Year of promise underlines Coyle's potential

Last updated : 24 November 2008 By Richard Oldroyd
Thus far, Coyle can look back on his reign with great satisfaction. He has been a success. Not an unqualified one, mind, and his inexperience has, at times, been exposed. Yet the mere fact so many of his shortcomings can be attributed to that lack of years in the job is itself indicative of his potential as a manager and as a coach.

Swiftly though it may have passed, much has happened in his year in Lancashire. There have been three rough phases to the year, with the first a brief honeymoon period in which the team played positive, vibrant football with success away from home but without reward at Turf Moor.

The second phase spanned the beginning of this season and the remainder of last, from January through to the beginning of September. There were good performances to enjoy, but there was defensive chaos aplenty, and Coyle's pass and move mantra appeared to translate in practice into deliberate, static passing lacking the movement necessary to carry a concerted threat.

And then there has been the final phase, in which things have clicked into place for the Scot and his team. The tempo and cohesion which were troublingly absent in those middle months has returned, gradually complimented by slick passing, relentless running and a joyously inventive streak.

To his great credit, Coyle has remained unfailingly positive throughout - even when it has seemed out of step with events on the field.

He has also stuck adamantly to his principles, even if he has at times been forced to adapt them to ensure their effectiveness. And over the course of the year, the essence of his management philosophy has become clear.

Broadly, managers can be classified in one of two groups. There are those who believe in empowering their players, providing a framework but ultimately trusting players to take responsibility, back their instincts and play the game as they see it unfold in front of them; and there are micro-managers who prefer to programme the movements of their players to ensure they carry out detailed tactical instructions.

Owen Coyle, like Arsene Wenger and Alex Ferguson but unlike the likes of David Moyes, Rafael Benitez or Jose Mourinho, belongs firmly in the former category. He wants his team to play with freedom and spontaneity, and he wants it do so on the front foot, pressing high up the pitch and taking the game to the opposition with or without the ball.
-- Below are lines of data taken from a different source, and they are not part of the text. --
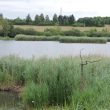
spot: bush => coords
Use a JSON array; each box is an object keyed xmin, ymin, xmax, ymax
[
  {"xmin": 15, "ymin": 34, "xmax": 59, "ymax": 41},
  {"xmin": 73, "ymin": 22, "xmax": 84, "ymax": 27},
  {"xmin": 63, "ymin": 29, "xmax": 85, "ymax": 36},
  {"xmin": 44, "ymin": 28, "xmax": 62, "ymax": 36},
  {"xmin": 59, "ymin": 37, "xmax": 107, "ymax": 43},
  {"xmin": 22, "ymin": 82, "xmax": 49, "ymax": 108}
]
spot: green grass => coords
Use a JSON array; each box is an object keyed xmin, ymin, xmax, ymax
[
  {"xmin": 15, "ymin": 34, "xmax": 109, "ymax": 43},
  {"xmin": 0, "ymin": 56, "xmax": 110, "ymax": 110},
  {"xmin": 0, "ymin": 36, "xmax": 13, "ymax": 40},
  {"xmin": 59, "ymin": 37, "xmax": 107, "ymax": 43},
  {"xmin": 14, "ymin": 25, "xmax": 110, "ymax": 32},
  {"xmin": 15, "ymin": 34, "xmax": 59, "ymax": 41}
]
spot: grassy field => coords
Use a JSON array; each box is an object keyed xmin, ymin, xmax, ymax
[
  {"xmin": 14, "ymin": 25, "xmax": 110, "ymax": 32},
  {"xmin": 0, "ymin": 56, "xmax": 110, "ymax": 110},
  {"xmin": 15, "ymin": 34, "xmax": 107, "ymax": 43}
]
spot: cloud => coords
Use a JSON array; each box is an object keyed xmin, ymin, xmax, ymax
[{"xmin": 0, "ymin": 0, "xmax": 110, "ymax": 18}]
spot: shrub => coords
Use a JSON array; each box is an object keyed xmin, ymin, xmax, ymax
[
  {"xmin": 59, "ymin": 37, "xmax": 107, "ymax": 43},
  {"xmin": 44, "ymin": 28, "xmax": 62, "ymax": 36},
  {"xmin": 22, "ymin": 82, "xmax": 49, "ymax": 107},
  {"xmin": 64, "ymin": 29, "xmax": 85, "ymax": 36}
]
The best examples of his philosophy in action thus far have come in the two high profile cup-ties he has overseen against Arsenal and Chelsea, and it will no doubt be demonstrated further when Arsenal return to town in eight days time. Many managers would legitimately opt for a policy of structured containment against such illustrious opponents, but Coyle has sent his team out containing the same offensive players as he would employ for the visit of a lowly Championship outfit, with the same encouragement to try and score goals. On both occasions, his players have responded impressively to that trust.

In fallow periods in which players lack confidence, teams set up in this manner will be prone to appearing chaotic in defence and stilted in attack, as players made hesitant by lack of belief abdicate the responsibility handed to them. But the reverse is also true: when on song and playing with verve, these are the sides which produce the sort of creative, entertaining football which all supporters wish to see.

This Burnley side have such champagne football in them, but they have not yet hit the loftiest peaks. That is the next step for both manager and team. And beyond that is a further challenge: to ensure that when such doubts do slip in, the manager does not allow them to linger. The best of his type are experts infusing their charges with the belief; without it, their philosophy cannot succeed.

Whether Coyle is capable of doing the same to maintain the success of his men remains to be seen. But he has answered emphatically most of the questions posed of him so far, and has proved himself a fast learner, too.

His use of substitutes was at first underwhelming, but in recent months he has proved adept in the art of changing personnel to alter the course of the game. At the beginning of this season, he attempted to impose too sophisticated a style too quickly; a pragmatic re-evaluation swiftly and sensibly ensued. And the loose enthusiasm of his early interviews has evolved into an articulate, positive but distinctly guarded approach to media questioning.

Indeed, it is worth pondering where Burnley might be had Coyle not been so ambitious in his deployment of Eagles, Blake and Elliott behind Paterson in a diminutive front line at the outset of this season and had he not betrayed his naivety in constructing a patently inadequate pre-season campaign. Without the slow start to the season which resulted from those errors, Burnley could well be challenging Wolves and Birmingham from a position of parity.

It is worth sounding a note of caution here, mind. Two seasons ago, before Steve Cotterill's regime began to unravel, his Burnley side went into December in fourth place, three points shy of an automatic promotion place having accumulated an impressive 34 points from 20 games and having averaged practically a goal and a half a game. As Cotterill knows better than most, getting into position is one thing. Sustaining it into the new year is the tricky bit.

Coyle now has a greater depth of resources than Cotterill could ever call upon, and his team plays with a level of sophistication and class unmatched by any recent Burnley side and which suggests a greater staying power. Having demonstrated both his own potential and that of his team, he must now ensure it is realised in the final reckoning come May. We will learn plenty more about Owen Coyle between now and then.